It is difficult to elucidate whether changes to the placental miRNA profile are a cause or a consequence of maternal diabetes in human clinical studies. In vitro findings show that mild hyperglycaemia directly alters the release of EV-miRNAs, which may explain why miRNAs are altered in the placenta and maternal circulation of pregnancies complicated by diabetes [268]. However, in vivo findings show that continued infusion of EVs from GDM pregnancies causes mice to develop glucose intolerance and altered tissue miRNA profile, compared with EVs from healthy pregnancies [269]. As such, these findings suggest that changes in miRNA regulation may be both a cause and a consequence of maternal diabetes.

Most studies to date have investigated the effects of GDM on placental miRNA profiling but not T1DM or T2DM. Given the difference in the underlying pathophysiology and clinical demographics of people with GDM, T1DM and T2DM, further research is required to profile placental miRNAs in all types of maternal diabetes [267].

Circulating microRNAs

To our knowledge there are currently no published studies reporting miRNA profiles in the circulation of pregnant individuals with PGDM, however several EV-encompassed miRNAs have been shown to be altered in the maternal circulation in pregnancies complicated by GDM [200,270]. Whilst the tissue source of the majority of miRNAs in maternal circulation in GDM is unknown, it is likely that they originate from both maternal and placental tissue.

Indeed, this is supported by the observation that whilst individuals with GDM have lower circulating levels of placenta-derived small EVs compared with pregnant individuals without diabetes, overall, the level of EVs in maternal circulation is higher in GDM compared with those without diabetes [271]. This could suggest that the diabetic environment may be altering the release of various maternal organ EVs and their miRNA cargo into the circulation.

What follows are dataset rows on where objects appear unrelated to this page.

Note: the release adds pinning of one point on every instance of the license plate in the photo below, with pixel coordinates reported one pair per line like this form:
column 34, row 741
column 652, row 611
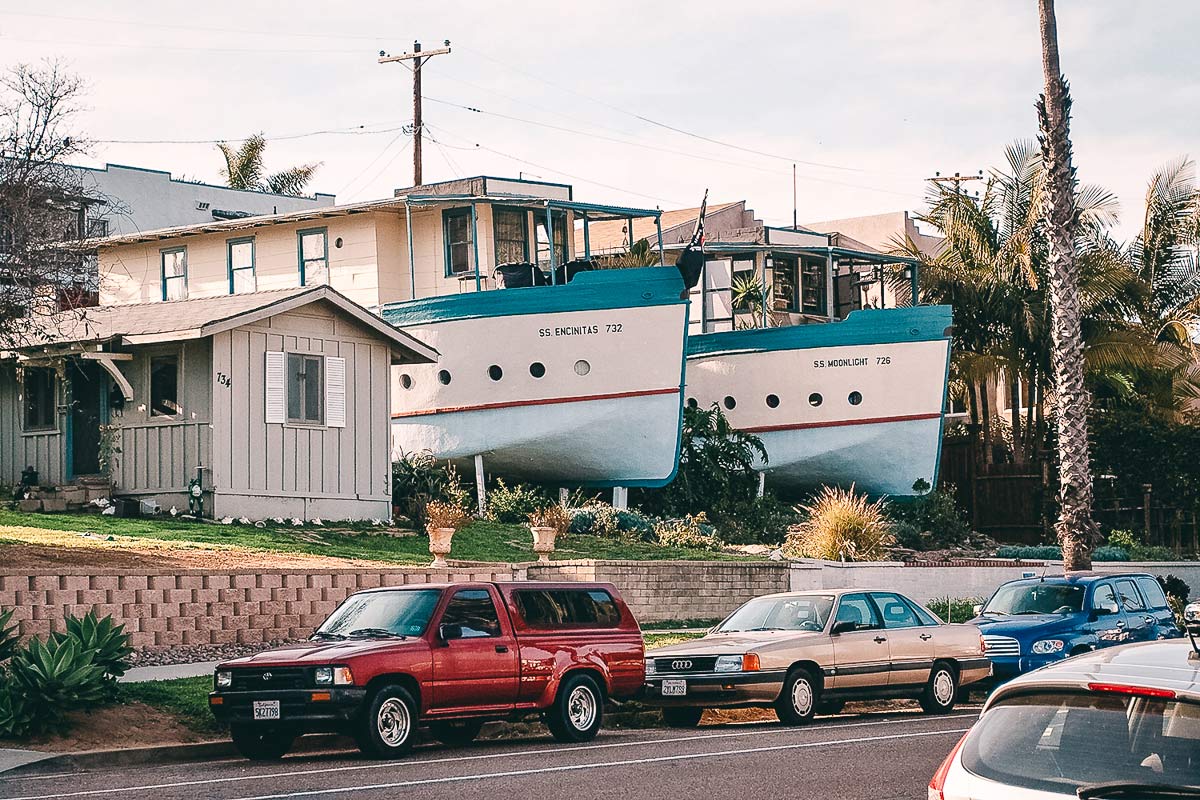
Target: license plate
column 267, row 709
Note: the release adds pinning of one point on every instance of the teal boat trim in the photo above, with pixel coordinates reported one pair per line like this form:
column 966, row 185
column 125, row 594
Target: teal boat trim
column 867, row 326
column 595, row 290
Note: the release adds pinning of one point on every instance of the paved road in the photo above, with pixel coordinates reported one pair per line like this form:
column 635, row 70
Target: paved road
column 871, row 756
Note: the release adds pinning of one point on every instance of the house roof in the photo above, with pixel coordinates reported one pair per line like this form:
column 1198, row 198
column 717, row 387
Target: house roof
column 610, row 235
column 197, row 318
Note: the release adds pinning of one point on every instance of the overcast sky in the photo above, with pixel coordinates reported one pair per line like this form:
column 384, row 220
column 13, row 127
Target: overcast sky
column 868, row 97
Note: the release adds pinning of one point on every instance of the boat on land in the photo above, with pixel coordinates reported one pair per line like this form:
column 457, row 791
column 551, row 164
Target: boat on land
column 853, row 402
column 576, row 384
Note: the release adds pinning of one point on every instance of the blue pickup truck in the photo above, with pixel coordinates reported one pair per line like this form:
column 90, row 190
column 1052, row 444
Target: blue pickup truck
column 1036, row 621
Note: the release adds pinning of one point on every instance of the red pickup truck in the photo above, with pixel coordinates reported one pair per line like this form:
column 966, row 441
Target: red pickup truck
column 447, row 656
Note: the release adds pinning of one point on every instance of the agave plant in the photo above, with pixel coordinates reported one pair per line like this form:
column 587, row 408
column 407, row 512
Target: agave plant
column 108, row 642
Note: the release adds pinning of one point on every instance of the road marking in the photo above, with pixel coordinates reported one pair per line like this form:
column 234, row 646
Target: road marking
column 449, row 759
column 574, row 768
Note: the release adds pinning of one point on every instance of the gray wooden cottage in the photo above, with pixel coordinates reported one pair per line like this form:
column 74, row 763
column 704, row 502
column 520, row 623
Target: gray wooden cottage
column 276, row 403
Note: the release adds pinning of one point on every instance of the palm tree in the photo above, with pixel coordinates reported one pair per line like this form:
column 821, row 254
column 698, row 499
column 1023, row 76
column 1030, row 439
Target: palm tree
column 245, row 170
column 1075, row 528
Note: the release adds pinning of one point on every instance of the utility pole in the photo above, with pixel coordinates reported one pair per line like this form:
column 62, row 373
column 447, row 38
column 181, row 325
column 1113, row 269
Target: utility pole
column 957, row 179
column 418, row 58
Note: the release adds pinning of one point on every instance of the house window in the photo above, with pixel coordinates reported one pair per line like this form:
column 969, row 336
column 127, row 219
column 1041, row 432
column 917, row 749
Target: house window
column 559, row 222
column 460, row 251
column 313, row 246
column 39, row 389
column 306, row 389
column 813, row 287
column 174, row 274
column 241, row 265
column 165, row 386
column 511, row 232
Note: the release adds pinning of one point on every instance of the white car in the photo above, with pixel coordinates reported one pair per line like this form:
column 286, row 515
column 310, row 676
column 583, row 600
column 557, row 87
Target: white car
column 1120, row 722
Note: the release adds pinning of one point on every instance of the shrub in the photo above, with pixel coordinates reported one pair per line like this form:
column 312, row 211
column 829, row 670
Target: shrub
column 841, row 525
column 445, row 515
column 936, row 517
column 418, row 479
column 513, row 505
column 553, row 516
column 690, row 531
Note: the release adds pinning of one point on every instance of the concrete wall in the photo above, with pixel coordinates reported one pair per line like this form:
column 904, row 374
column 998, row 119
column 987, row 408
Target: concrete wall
column 148, row 199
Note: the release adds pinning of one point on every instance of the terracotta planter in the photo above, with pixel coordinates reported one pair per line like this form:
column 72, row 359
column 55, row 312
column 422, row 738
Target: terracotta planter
column 439, row 545
column 544, row 542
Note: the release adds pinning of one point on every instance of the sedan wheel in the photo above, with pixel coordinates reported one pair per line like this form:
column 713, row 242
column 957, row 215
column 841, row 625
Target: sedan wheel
column 798, row 701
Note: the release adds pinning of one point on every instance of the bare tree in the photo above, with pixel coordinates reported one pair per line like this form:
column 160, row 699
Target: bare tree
column 1075, row 527
column 46, row 210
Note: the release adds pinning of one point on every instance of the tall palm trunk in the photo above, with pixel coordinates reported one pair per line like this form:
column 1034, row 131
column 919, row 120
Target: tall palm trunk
column 1075, row 528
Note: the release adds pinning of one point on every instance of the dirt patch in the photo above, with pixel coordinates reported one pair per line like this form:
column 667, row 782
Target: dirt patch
column 118, row 727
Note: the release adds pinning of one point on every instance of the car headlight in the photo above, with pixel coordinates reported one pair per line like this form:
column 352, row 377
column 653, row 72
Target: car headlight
column 1048, row 647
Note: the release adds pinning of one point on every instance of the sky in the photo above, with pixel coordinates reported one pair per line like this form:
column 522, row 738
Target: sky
column 635, row 103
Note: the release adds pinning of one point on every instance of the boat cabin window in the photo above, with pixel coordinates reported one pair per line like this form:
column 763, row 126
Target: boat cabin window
column 460, row 250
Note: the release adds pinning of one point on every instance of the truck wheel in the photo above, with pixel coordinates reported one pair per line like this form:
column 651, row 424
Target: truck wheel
column 577, row 710
column 385, row 729
column 262, row 744
column 941, row 691
column 798, row 702
column 456, row 733
column 683, row 717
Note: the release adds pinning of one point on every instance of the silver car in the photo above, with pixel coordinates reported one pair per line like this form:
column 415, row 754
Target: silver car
column 1120, row 722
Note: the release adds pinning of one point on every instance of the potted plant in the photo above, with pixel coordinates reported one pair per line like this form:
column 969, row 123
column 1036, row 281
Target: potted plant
column 442, row 519
column 546, row 525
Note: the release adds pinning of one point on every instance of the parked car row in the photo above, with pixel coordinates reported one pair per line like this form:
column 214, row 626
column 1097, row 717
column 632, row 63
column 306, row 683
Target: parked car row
column 451, row 657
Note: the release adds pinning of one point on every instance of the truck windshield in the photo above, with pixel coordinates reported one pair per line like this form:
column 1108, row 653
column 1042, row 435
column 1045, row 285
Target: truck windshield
column 400, row 613
column 1061, row 741
column 803, row 613
column 1036, row 599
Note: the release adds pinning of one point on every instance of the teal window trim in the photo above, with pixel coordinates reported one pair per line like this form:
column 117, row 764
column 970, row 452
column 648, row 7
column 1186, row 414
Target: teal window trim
column 253, row 257
column 447, row 216
column 300, row 259
column 162, row 269
column 497, row 210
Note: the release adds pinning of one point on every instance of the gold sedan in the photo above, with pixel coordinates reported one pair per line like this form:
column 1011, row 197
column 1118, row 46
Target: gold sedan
column 809, row 653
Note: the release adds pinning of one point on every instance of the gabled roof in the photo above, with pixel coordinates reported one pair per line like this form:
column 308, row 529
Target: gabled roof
column 174, row 320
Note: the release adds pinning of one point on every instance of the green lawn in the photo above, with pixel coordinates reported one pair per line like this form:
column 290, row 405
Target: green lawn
column 483, row 541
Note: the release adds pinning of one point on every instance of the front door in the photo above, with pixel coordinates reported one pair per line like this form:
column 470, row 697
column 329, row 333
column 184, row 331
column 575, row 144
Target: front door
column 862, row 657
column 475, row 671
column 911, row 644
column 89, row 405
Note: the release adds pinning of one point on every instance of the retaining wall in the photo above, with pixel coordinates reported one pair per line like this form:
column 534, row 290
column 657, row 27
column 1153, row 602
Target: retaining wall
column 195, row 607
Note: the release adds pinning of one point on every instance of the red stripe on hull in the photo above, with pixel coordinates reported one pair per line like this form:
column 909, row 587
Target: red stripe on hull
column 839, row 423
column 550, row 401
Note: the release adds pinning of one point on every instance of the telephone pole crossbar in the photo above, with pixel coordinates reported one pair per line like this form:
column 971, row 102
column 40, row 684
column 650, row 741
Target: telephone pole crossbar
column 418, row 56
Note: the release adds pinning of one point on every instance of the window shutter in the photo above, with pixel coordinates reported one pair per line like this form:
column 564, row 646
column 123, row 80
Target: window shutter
column 335, row 392
column 276, row 388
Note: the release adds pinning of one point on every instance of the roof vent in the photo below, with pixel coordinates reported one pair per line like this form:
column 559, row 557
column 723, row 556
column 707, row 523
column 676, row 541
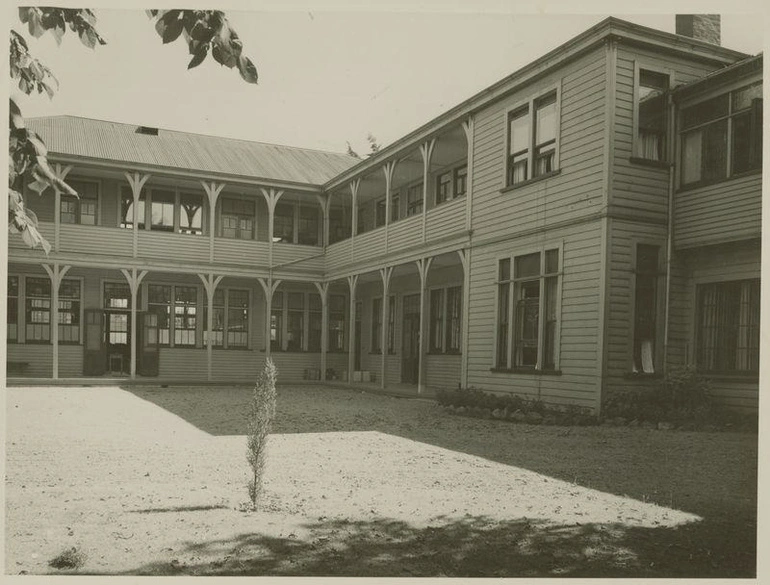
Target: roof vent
column 704, row 27
column 148, row 130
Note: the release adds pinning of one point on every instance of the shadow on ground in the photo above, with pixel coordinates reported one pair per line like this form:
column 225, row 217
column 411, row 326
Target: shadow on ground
column 713, row 475
column 471, row 547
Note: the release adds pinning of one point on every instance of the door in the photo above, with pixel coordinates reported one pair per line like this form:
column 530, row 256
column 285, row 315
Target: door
column 94, row 349
column 117, row 336
column 410, row 348
column 357, row 349
column 147, row 345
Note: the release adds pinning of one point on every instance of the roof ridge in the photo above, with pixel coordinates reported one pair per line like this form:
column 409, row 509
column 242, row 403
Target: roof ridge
column 191, row 133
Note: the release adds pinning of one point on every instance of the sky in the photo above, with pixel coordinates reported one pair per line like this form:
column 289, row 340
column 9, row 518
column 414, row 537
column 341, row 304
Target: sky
column 327, row 76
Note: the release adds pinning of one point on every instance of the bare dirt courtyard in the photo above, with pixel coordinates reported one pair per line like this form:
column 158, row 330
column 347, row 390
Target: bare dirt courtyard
column 148, row 480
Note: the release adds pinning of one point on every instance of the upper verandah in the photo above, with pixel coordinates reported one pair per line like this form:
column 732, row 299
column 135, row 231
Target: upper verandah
column 92, row 140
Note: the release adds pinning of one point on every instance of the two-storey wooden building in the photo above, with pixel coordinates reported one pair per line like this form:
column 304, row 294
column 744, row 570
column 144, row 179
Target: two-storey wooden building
column 573, row 229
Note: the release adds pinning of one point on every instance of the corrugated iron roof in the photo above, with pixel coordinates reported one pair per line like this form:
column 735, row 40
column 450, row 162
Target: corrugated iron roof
column 72, row 135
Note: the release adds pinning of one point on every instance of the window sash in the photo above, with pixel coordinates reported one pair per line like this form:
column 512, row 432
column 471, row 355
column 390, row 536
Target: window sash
column 527, row 311
column 728, row 326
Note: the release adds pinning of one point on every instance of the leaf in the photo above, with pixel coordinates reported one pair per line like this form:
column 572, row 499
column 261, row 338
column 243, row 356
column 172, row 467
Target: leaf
column 247, row 69
column 17, row 120
column 200, row 55
column 37, row 143
column 38, row 185
column 172, row 31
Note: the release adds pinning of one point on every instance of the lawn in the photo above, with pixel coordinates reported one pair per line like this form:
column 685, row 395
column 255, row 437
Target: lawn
column 151, row 481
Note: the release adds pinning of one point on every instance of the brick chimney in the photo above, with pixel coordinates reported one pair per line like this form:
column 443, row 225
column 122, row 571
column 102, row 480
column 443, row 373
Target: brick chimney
column 704, row 27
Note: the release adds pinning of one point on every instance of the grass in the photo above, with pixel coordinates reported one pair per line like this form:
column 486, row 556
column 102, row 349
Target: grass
column 150, row 481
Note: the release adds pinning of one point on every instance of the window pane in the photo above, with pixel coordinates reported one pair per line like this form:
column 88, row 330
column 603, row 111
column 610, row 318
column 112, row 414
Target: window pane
column 705, row 111
column 714, row 153
column 504, row 269
column 162, row 211
column 545, row 124
column 190, row 213
column 652, row 115
column 551, row 261
column 728, row 326
column 692, row 146
column 519, row 131
column 528, row 265
column 527, row 323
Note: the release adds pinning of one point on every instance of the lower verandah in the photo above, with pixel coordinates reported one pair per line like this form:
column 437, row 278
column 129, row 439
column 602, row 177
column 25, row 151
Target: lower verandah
column 95, row 330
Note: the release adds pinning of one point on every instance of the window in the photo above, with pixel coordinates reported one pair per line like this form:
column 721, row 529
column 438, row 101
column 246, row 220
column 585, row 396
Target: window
column 276, row 322
column 453, row 319
column 461, row 180
column 376, row 325
column 339, row 224
column 295, row 322
column 395, row 207
column 190, row 214
column 532, row 153
column 650, row 143
column 645, row 307
column 185, row 315
column 80, row 209
column 283, row 223
column 127, row 209
column 12, row 316
column 159, row 303
column 545, row 135
column 237, row 318
column 436, row 319
column 444, row 187
column 217, row 320
column 414, row 200
column 308, row 225
column 722, row 136
column 728, row 326
column 38, row 310
column 503, row 311
column 69, row 311
column 162, row 210
column 337, row 306
column 529, row 301
column 363, row 220
column 237, row 219
column 314, row 322
column 117, row 295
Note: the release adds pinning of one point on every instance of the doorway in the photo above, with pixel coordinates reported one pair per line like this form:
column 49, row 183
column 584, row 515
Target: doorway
column 410, row 353
column 357, row 348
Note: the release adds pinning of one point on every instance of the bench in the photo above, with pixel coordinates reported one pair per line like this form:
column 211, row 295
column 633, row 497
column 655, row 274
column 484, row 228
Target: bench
column 16, row 368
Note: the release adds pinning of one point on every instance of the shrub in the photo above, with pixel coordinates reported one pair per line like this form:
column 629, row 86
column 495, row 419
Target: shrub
column 71, row 558
column 260, row 420
column 473, row 399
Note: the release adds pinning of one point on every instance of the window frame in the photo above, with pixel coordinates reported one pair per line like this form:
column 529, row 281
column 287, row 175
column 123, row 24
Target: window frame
column 696, row 316
column 79, row 201
column 655, row 68
column 221, row 214
column 528, row 104
column 659, row 320
column 726, row 90
column 509, row 364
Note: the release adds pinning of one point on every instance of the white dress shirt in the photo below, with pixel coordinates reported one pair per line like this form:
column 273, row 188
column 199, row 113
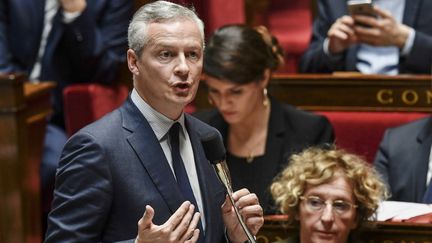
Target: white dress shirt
column 161, row 125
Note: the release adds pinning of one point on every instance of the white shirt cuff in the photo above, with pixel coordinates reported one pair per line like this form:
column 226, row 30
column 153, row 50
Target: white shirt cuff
column 409, row 43
column 69, row 17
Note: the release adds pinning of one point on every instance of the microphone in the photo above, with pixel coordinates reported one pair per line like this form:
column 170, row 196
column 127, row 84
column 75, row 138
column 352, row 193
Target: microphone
column 215, row 152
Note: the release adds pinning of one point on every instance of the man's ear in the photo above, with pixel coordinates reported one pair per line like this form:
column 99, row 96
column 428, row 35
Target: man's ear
column 266, row 79
column 132, row 62
column 297, row 216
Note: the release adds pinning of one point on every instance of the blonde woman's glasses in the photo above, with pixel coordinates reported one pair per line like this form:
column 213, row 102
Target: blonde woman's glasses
column 316, row 204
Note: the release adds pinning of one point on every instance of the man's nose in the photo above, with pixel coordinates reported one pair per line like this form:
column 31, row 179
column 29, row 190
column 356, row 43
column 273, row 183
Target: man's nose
column 182, row 67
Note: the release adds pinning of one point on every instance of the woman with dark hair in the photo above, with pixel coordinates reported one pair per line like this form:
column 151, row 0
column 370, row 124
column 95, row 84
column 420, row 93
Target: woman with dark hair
column 260, row 133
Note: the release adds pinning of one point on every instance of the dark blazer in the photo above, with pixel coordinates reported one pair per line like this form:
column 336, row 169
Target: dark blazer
column 87, row 50
column 403, row 159
column 111, row 169
column 289, row 131
column 416, row 15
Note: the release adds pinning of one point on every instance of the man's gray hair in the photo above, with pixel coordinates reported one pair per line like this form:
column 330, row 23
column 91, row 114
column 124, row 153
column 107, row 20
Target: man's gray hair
column 157, row 12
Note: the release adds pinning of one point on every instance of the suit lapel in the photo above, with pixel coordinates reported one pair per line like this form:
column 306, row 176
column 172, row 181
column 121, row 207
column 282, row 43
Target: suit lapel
column 146, row 145
column 276, row 134
column 424, row 139
column 211, row 189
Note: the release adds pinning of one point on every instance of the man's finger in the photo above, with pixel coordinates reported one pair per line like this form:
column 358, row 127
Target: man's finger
column 147, row 220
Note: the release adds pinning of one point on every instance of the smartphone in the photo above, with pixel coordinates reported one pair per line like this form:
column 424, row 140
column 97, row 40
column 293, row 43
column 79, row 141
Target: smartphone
column 361, row 7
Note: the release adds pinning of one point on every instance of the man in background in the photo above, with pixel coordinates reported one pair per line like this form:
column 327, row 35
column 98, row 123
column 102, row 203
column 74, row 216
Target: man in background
column 140, row 173
column 404, row 160
column 65, row 41
column 398, row 40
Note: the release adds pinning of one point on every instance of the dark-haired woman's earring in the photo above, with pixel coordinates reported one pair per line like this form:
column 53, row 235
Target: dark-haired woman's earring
column 210, row 100
column 265, row 101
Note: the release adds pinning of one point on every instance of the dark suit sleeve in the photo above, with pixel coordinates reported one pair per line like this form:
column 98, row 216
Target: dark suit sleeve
column 381, row 162
column 97, row 44
column 326, row 136
column 417, row 61
column 6, row 64
column 83, row 193
column 315, row 60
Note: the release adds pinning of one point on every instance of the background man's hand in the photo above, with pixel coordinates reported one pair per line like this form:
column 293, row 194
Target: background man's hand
column 341, row 34
column 251, row 211
column 383, row 31
column 73, row 5
column 180, row 227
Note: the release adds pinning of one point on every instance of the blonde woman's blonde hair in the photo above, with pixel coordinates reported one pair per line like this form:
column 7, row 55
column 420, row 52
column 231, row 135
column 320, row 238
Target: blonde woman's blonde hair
column 316, row 166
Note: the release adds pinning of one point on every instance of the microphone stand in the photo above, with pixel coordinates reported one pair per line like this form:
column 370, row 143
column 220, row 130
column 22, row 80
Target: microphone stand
column 222, row 172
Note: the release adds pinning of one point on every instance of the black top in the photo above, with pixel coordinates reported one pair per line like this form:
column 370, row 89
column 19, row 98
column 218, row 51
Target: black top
column 256, row 175
column 289, row 131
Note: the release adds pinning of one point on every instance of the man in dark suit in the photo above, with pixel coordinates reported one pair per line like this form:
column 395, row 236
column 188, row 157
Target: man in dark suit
column 65, row 41
column 121, row 169
column 395, row 42
column 404, row 161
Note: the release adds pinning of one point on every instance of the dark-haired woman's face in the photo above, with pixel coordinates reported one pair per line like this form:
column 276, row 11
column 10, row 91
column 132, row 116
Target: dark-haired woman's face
column 235, row 102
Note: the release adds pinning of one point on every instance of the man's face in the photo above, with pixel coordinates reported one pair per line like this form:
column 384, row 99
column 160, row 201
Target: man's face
column 327, row 225
column 168, row 71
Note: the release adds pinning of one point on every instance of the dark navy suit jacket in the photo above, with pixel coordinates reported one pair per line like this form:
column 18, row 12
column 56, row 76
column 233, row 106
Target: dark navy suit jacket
column 403, row 159
column 417, row 15
column 87, row 50
column 111, row 169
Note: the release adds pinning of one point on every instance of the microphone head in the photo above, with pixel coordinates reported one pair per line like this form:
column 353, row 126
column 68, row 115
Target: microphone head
column 214, row 148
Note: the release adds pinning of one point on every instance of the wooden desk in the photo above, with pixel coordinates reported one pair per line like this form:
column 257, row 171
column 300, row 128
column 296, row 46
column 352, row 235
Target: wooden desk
column 275, row 228
column 23, row 111
column 349, row 92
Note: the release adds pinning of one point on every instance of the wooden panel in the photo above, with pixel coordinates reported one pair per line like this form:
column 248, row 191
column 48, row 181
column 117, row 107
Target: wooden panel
column 352, row 92
column 275, row 228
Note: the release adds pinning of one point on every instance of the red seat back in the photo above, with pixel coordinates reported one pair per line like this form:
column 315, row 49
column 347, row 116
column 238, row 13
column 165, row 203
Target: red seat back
column 291, row 23
column 85, row 103
column 361, row 132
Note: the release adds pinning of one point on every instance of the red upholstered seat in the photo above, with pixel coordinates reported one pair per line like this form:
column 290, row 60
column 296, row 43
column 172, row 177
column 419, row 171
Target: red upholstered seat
column 216, row 13
column 291, row 23
column 85, row 103
column 361, row 132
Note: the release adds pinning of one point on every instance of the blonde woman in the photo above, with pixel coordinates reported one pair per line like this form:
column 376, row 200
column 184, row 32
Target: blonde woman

Indeed, it has been shown that the hyperglycaemic component of the diabetic environment can modulate EV secretion and their miRNA cargo [195]. Some studies suggest that these changes in EV-miRNA cargo are protective adaptations against a hyperglycaemic environment [270]. However, it has also been postulated that EV-miRNAs may be involved in the pathogenesis of GDM where changes to EV-miRNA profiles have been detected in early pregnancy, prior to the diagnosis of GDM [200]. It has also been reported that maternal circulating miRNA expression in GDM pregnancies may differ depending on sex [272]. It remains to be established whether miRNAs that circulate to the placenta contribute towards altered placental development in pregnancies complicated by maternal diabetes, and if so, whether they originate from specific maternal organs. Considering the tissue-of-origin of circulating miRNAs may help to delineate this.

Moreover, the proportional reduction in placenta-derived small EVs in the maternal circulation of individuals with GDM could also suggest that the diabetic environment reduces placental tissue EV release and biogenesis. Studies have shown that placenta-EV miRNA profile is altered in pregnant people with maternal diabetes. The functional effects of these miRNAs have been associated with cell proliferation, migration, angiogenesis, inflammation and glucose metabolism (Table 2) [199,200,273–276]. It remains to be established whether the effects of these placenta-derived EV-miRNAs in pregnancies complicated by maternal diabetes are limited to maternal organs or if they extend to fetal tissues. However, with placenta-derived EVs being able to interact with various maternal metabolic tissues and regulate maternal glucose homeostasis [194–196], it is possible that the altered placental EV release and miRNA content stimulated by the diabetic milieu may lead to changes in maternal metabolism and contribute towards GDM. Recent evidence shows that placenta-derived EVs from GDM pregnancies manifest an altered miRNA profile which is associated with aberrant insulin signalling and altered primary skeletal muscle cell insulin-stimulated migration and glucose uptake [199,200,276] (Table 2). As such, these findings suggest that placenta-derived EV-miRNAs likely play a role in influencing maternal metabolism in GDM.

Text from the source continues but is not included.